Sélectionner une page

Cherchez la femme de Sou Abadi

par | 1 Juil 2017 | CINEMA

Cachez ce féminisme que je ne saurais voir

Sou Abadi n’a pas peur des acrobaties. Avec Cherchez la femme, elle jongle entre débats autour du port du voile, traitement des migrants et interprétations dangereuses du Coran. Une comédie romantique (de moeurs) sur le fil, alliant avec audace sujets sensibles et rires – pour mieux désamorcer les tensions. Un numéro d’équilibriste qui dans l’ensemble manque d’épaisseur.

Sou Abadi s’est imprégnée de L’Escale, long-métrage de Kaveh Bakhtiari dont elle est la monteuse. Rappelant la situation des migrants cachés en attente de papiers, Cherchez la femme est une ode rocambolesque à la main tendue vers son prochain. Le travail renseigné et didactique d’Abadi sur le scénario rend la comédie prenante et crédible. Elle met en lumière un Paris cosmopolite, loin du bling-bling factice habituel, au plus proche des classes moyennes, des immigrés et enfants d’immigrés  qui font la France. Et ça, ça fait du bien.

Armand (Félix Moati), d’origine iranienne, aide des migrants, fervent protecteur des droits de l’Homme qu’il est. Mais il tient aussi aux droits de sa copine Leila (Camélia Jordana), et ceux-ci sont menacés. Elle vit recluse chez elle à cause de son frère Mahmoud (William Lebghil, découvert dans Soda), intégriste un peu nunuche à la fois drôle et glaçant. Une seule solution (ubuesque) pour ce bon samaritain d’Armand : se travestir à l’aide d’un tchador pour sauver la princesse Leila.

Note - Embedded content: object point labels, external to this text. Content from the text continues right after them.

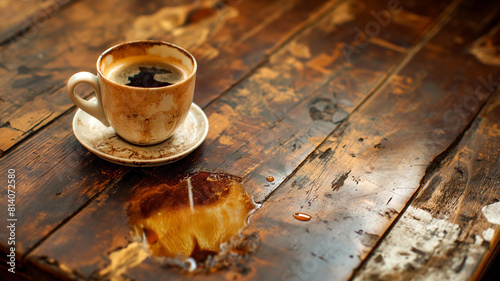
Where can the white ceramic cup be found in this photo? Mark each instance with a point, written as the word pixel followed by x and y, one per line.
pixel 139 115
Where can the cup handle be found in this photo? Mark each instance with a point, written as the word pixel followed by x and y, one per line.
pixel 93 108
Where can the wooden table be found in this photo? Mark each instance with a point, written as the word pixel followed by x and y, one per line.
pixel 380 119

Si la situation permet de questionner ingénieusement la foi et la réception des textes, c’est pourtant là que l’œuvre trébuche. La femme qu’incarne avec justesse Camélia Jordana, censée être forte et libre, disparaît beaucoup trop souvent de l’écran pour que son homme aille conquérir ses droits à sa place. Et malgré le travestissement d’Armand pour devenir la pieuse Shéhérazade – « osé », comme le dit la campagne de publicité du film – le schéma phallocentré déçoit. La femme engagée qu’est Sou Abadi tombe malheureusement dans ces vieux travers. Et la glissade continue. Avec cette scène de bus où l’entièreté des voyageurs juge, conseille, et commente l’être voilé sur la validité de son choix. Ca va trop loin. Si le rire virevolte grâce à la structure en cascade du film, un malaise latent est porté par ces petites sorties de route.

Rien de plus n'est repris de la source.